Number of turnovers has a negative relationship with the log odds of a
Pacers win, but is not significant. The regression equation would look
like this:
log odds(Win) = -25.28 + 34.37(FG.) + .24(TRB) + 1.43(H.A) -.12(TOV)
The deviance is a measure of fit for the model. The null deviance is the deviance of the model with only the intercept while the residual deviance is the deviance of the model with all of our predictors. We want our residual deviance to be lower than the null (while also not sacrificing a ton of degrees of freedom). Here, our residual deviance is significantly lower than the null while only sacrificing 4 degrees of freedom, indicating that this model is better than simply making predictions with the intercept.
Another, more straightforward way of assessing the model is by checking
the accuracy of predictions. Let’s start by using the predict
function
on our model. We need to specify type = "response"
to predict
probabilities rather than log odds.
pacer.prediction<- predict(pacers.glm, type="response")
head(pacer.prediction)
## 1 2 3 4 5 6
## 0.98682737 0.13669425 0.12033458 0.74045082 0.01871131 0.88418547
Now, because probabilities were predicted and not classes, we need to set a probability threshold of what is considered a predicted win and loss. Here, we’ll just say that .5 and above is a win. There could be a scenario where you might want to change this up, but this seems like a generally accepted cutoff.

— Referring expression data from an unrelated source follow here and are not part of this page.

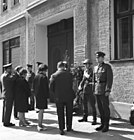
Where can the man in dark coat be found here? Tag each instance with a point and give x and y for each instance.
(103, 79)
(7, 81)
(41, 91)
(61, 83)
(87, 87)
(30, 77)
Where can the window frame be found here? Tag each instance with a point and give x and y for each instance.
(9, 48)
(117, 16)
(3, 11)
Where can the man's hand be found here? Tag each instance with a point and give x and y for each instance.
(107, 93)
(79, 87)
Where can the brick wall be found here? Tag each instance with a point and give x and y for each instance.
(13, 30)
(12, 10)
(80, 21)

pacer.prediction<- factor(ifelse(pacer.prediction>=.5, "W", "L"))
head(pacer.prediction)
## 1 2 3 4 5 6
## W L L W L W
## Levels: L W
We can now compare this vector of predictions to the actual values:
mean(pacer.prediction==pacers$W.L)
## [1] 0.7926829
Overall, our accuracy is close to 80%. We would want to measure our accuracy on observations we didn’t train the model on (a form of cross-validation), but I’ll save that for a future tutorial.
With a good idea of the logistic regression process, we can now venture into the world of classification. Whether this is predicting a game result, or a shot result, it opens up a lot more ideas of how to implement statistics in a basketball frame of mind.